What do you get when you cross a former Marine who loves horses, a staggering collection of vintage lunch boxes, a loyal clientele that’s been coming back for decades, and a light-up dance floor? If you answered “one of the most fun Friday nights you’ll find in Portland,” you’d be right on target, thanks to owner Robert “Bubba” Larkin and dive bar/dance club Bubba’s Sulky Lounge. (A sulky is a lightweight, two-wheeled, jockey-carrying cart pulled in races by horses or dogs, a nod to Larkin’s longtime love and ownership of race horses.)

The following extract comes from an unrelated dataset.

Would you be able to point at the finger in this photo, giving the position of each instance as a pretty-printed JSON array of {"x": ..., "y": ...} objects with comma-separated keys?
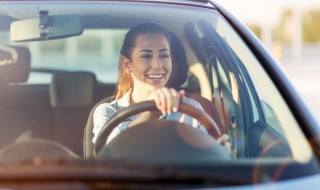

Deemed the seventh-best dive bar in America in 2015 by The Daily Meal website, Bubba’s opened in 1961, and many regulars have been coming from the beginning. Grammy-winning singer-songwriter Patty Griffin even wrote a song about it. If you’ve never been, be prepared to enter an atmosphere unlike anything you’ve experienced. One fan describes it as “entering the attic of your hoarder grandmother,” and she’s not wrong. The place is massive, with different themed areas (including a post office, a diner and a barber shop), all stuffed to the gills with mannequins, antiques and, yes, over 1,000 lunch boxes. There’s also a pool table, a back room with its own bar that can be rented out for private parties, and a collection of old record players.
Sunday through Thursday, Bubba’s is home to a steady crew of day drinkers, but Friday and Saturday nights, beginning at 8:30 p.m., it transforms from dive bar to dance club. Every Friday is ’80s Night, with free admission for people who show up in head-to-toe ’80s attire. Party poopers pay a $5 cover. Revelers range from 20-somethings to 90-somethings, all of whom fit right in. On Saturday nights the crowd is a bit younger, and the music focuses on music from the ’90s onward.
A cash-only establishment (with an ATM on the premises), Bubba’s isn’t the place for a fancy cocktail – it serves basic mixed drinks and canned or bottled beers. While the bartenders take great care of both old and new customers, you don’t go to Bubba’s for the drinks. You come for the energy of the crowd and the sheer fabulosity of the surroundings. It’s rare to go to a place where employees and patrons alike rave about how much they love the owner, telling you one story after another about things Larkin has done to help people, but in Bubba’s you feel like you’re part of one big happy (but slightly dysfunctional) family.
Angie Bryan is the Bar Guide columnist for the Portland Press Herald.